Lilliana reached out, her gloved hand hovering over Ezra's forehead. Priscilla saw the way Lilliana's fingers moved—she wasn't trying to heal him. She was harvesting data. She was watching how the plague interacted with a scholarship kid's unique spiritual frequency.
"Stop," Priscilla said, the word slipping out before she could catch it.
Lilliana paused, her mercury-colored eyes sliding to Priscilla. "Stop? You would command a High Rectress?"
"The resonance," Priscilla said, quickly adjusting her tone to sound desperate and uneducated. "If you touch him while the mist is active, it'll... it'll jump. I saw it in the South. The 'Logic-Beams' only make it hungrier. You have to use... use physical pressure. Ground the energy."
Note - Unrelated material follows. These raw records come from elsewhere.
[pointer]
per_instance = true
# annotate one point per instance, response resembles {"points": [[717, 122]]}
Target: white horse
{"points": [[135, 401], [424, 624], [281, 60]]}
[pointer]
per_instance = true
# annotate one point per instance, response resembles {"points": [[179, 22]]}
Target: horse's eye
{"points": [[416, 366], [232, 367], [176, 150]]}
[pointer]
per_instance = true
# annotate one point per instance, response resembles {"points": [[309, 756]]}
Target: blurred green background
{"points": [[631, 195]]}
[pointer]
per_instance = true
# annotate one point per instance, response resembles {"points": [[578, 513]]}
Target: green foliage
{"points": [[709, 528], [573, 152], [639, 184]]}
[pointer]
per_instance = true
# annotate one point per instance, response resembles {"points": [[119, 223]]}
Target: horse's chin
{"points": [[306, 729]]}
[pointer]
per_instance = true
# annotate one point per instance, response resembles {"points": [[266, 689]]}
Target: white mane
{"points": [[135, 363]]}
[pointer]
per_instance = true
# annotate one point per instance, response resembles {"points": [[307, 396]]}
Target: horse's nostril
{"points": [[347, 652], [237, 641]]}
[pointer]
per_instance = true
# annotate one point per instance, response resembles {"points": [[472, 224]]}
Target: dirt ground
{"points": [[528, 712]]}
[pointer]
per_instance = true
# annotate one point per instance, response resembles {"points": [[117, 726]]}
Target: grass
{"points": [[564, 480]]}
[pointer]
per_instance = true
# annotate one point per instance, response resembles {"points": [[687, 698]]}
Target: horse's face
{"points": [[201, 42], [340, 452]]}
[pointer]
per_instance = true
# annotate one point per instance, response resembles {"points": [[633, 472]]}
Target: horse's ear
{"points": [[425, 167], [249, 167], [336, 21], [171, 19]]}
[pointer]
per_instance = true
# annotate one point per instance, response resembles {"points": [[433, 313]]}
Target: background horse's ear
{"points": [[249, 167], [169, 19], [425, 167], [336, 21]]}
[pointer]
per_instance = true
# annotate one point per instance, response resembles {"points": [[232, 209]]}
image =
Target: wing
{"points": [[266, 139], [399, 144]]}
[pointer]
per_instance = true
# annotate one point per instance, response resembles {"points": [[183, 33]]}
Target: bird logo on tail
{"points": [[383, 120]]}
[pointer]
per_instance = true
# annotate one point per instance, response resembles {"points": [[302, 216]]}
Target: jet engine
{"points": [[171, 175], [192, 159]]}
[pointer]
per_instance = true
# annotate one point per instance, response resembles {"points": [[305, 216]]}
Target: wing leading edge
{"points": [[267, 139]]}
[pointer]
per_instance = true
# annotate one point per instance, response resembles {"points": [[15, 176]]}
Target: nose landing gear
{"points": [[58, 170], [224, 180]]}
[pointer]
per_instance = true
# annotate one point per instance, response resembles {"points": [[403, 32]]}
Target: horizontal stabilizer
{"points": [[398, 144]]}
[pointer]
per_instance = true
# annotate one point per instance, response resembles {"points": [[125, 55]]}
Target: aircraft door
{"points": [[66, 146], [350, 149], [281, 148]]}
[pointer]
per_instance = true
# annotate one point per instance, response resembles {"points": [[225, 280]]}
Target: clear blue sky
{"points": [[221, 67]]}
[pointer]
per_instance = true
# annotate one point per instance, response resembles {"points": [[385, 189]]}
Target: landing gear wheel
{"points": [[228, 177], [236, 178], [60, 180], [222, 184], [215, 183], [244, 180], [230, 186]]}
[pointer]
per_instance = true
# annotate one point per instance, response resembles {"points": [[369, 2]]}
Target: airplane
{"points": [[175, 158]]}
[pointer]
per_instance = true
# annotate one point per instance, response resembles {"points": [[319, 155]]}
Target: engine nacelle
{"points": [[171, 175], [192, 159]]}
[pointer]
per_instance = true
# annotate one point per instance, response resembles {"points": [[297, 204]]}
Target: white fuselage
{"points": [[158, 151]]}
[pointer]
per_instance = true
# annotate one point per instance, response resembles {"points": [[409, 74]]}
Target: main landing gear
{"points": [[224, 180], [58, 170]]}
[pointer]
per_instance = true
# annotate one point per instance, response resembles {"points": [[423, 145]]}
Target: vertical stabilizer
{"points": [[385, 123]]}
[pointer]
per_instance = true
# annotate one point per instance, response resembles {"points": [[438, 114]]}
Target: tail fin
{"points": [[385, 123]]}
Lilliana's eyes narrowed. She didn't look offended; she looked intrigued. "A scullery maid with a theory on spiritual grounding. How... Vane-Crest of you."
Lilliana gestured to the Inquisitors. "Contain the boy. Put him in the isolation ward. And you—" she pointed a sharp, black-nailed finger at Priscilla. "Follow me. I find your 'theories' worth a more private discussion."
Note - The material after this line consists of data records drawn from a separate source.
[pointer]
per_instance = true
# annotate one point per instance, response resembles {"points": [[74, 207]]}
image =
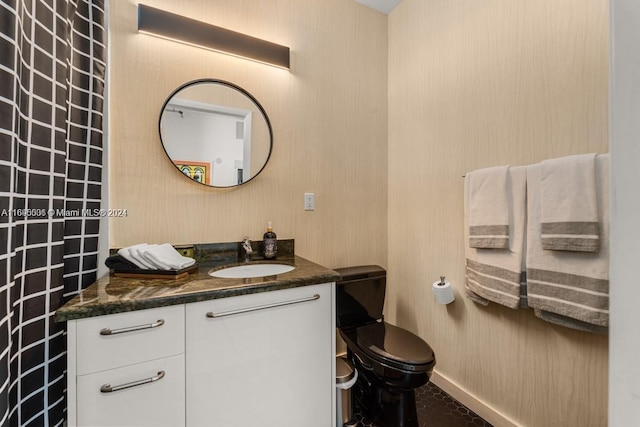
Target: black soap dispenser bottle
{"points": [[270, 243]]}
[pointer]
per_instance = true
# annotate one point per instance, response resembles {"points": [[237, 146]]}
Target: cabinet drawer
{"points": [[153, 403], [121, 339]]}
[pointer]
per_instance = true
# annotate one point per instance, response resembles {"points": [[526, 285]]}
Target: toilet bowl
{"points": [[392, 362]]}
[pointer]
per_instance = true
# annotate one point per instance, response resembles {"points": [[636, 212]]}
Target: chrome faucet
{"points": [[246, 245]]}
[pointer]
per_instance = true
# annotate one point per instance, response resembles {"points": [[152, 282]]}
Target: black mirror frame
{"points": [[232, 86]]}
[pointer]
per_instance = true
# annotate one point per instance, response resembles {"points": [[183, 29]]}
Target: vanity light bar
{"points": [[197, 33]]}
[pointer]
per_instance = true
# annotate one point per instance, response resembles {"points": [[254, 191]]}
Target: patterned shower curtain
{"points": [[52, 75]]}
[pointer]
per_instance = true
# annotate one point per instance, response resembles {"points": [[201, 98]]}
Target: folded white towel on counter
{"points": [[496, 274], [568, 204], [488, 208], [570, 284], [165, 257], [130, 253], [156, 257]]}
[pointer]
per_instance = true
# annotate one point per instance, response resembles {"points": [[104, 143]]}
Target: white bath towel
{"points": [[488, 208], [495, 274], [137, 252], [128, 254], [568, 204], [570, 284], [167, 258]]}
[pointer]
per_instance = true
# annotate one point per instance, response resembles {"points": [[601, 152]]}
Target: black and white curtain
{"points": [[52, 76]]}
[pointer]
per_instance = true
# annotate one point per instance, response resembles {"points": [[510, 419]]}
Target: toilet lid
{"points": [[394, 345]]}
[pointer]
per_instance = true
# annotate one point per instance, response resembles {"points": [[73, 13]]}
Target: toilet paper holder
{"points": [[443, 291]]}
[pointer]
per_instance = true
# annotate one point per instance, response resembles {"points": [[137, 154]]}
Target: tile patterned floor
{"points": [[437, 409]]}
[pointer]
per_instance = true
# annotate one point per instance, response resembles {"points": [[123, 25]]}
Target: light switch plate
{"points": [[309, 201]]}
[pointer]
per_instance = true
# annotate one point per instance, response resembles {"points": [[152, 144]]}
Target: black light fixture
{"points": [[197, 33]]}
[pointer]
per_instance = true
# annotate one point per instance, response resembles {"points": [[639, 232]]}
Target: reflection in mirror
{"points": [[215, 133]]}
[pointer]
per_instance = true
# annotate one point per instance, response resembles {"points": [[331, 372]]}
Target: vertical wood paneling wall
{"points": [[329, 118], [479, 83]]}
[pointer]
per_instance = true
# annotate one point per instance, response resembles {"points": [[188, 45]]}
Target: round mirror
{"points": [[215, 133]]}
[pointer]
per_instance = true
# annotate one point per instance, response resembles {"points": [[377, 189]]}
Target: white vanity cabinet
{"points": [[127, 369], [261, 359], [265, 359]]}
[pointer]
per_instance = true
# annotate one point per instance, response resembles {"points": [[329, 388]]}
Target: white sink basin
{"points": [[251, 270]]}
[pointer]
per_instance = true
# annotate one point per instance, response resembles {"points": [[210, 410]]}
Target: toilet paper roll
{"points": [[443, 293]]}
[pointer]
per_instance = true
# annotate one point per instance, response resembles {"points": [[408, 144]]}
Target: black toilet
{"points": [[391, 361]]}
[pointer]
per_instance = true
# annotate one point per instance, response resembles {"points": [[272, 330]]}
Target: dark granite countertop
{"points": [[111, 294]]}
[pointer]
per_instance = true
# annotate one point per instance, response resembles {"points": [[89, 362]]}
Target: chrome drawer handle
{"points": [[108, 331], [261, 307], [108, 389]]}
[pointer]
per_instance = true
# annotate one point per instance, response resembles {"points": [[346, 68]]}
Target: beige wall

Noah moved to follow, but an Inquisitor's whip barred his path. "The Rectress speaks only to the girl," the guard barked.
Priscilla gave Noah a quick, reassuring look. "Stay back," she signaled with a sharp tilt of her head. "Don't give her a reason to look at you."
Lilliana led Priscilla to a small, soundproofed observation room overlooking the training grounds. The walls were lined with Null-Crystals that dampened all mana-flow. It was a room designed for two things: interrogation and dissection.
"Sit, 'Cilla'," Lilliana said, sitting across from her. She didn't use the desk. She leaned in, her face inches from Priscilla's. "You have been at this Academy for 1 month. In that time, the scholarship force has become more efficient, the failing students have suddenly found their 'inner fire,' and now, you are teaching me how to handle the Gray."
"I just pay attention, My Lady," Priscilla said, her heart rate steady, her mind a fortress.
"You lie with the skill of a queen," Lilliana whispered. She reached out and traced the line of Priscilla's jaw with a cold finger. "I knew a woman once who had that same stillness. She thought she could change the world by giving everyone a voice. She thought the 'Human Noise' was a song. I thought it was a plague."
Lilliana's eyes searched Priscilla's, looking for the flicker of recognition, the spark of the Sovereign.
"She's gone now," Priscilla said, her voice a hollow echo. "The Sovereign lives in the North. I'm just a girl who doesn't want her friends to turn into smoke."
"We shall see," Lilliana said, standing up. She walked to the window, looking out at the dark spires. "The Gala is in few weeks. The Governors want a demonstration of the Academy's progress. I think you shall be my lead demonstrator, Cilla. I want to see how that 'grounding' technique works under... extreme pressure."
As Priscilla was dismissed and walked back to the barracks, she realized the long game was over. Lilliana wasn't just suspicious; she was hunting. The Gray Plague wasn't an accident—Lilliana was cultivating it, using the scholarship students as a petri dish to create a weapon that could silence the "Human Noise" forever.
She found Noah waiting in the shadows of the dormitory entrance.
"What did she want?" he asked, his voice thick with worry.
"She wanted to see if I would blink," Priscilla said, her eyes turning to the Northern stars. "She's testing us, Noah. The Gala isn't a party. It's a harvest."
"Then we fight," Noah said, his hand finding hers in the dark.
"No," Priscilla said, her "Baddie" smirk finally appearing in the safety of the night. "We don't just fight. We rewrite the script. If she wants a demonstration, we'll give her one she'll never forget."
"I'm coming for you, Lilliana," Priscilla thought, her temple port sparking with a hidden, violet fire. "And this time, I'm not just the Architect. I'm the demolition crew."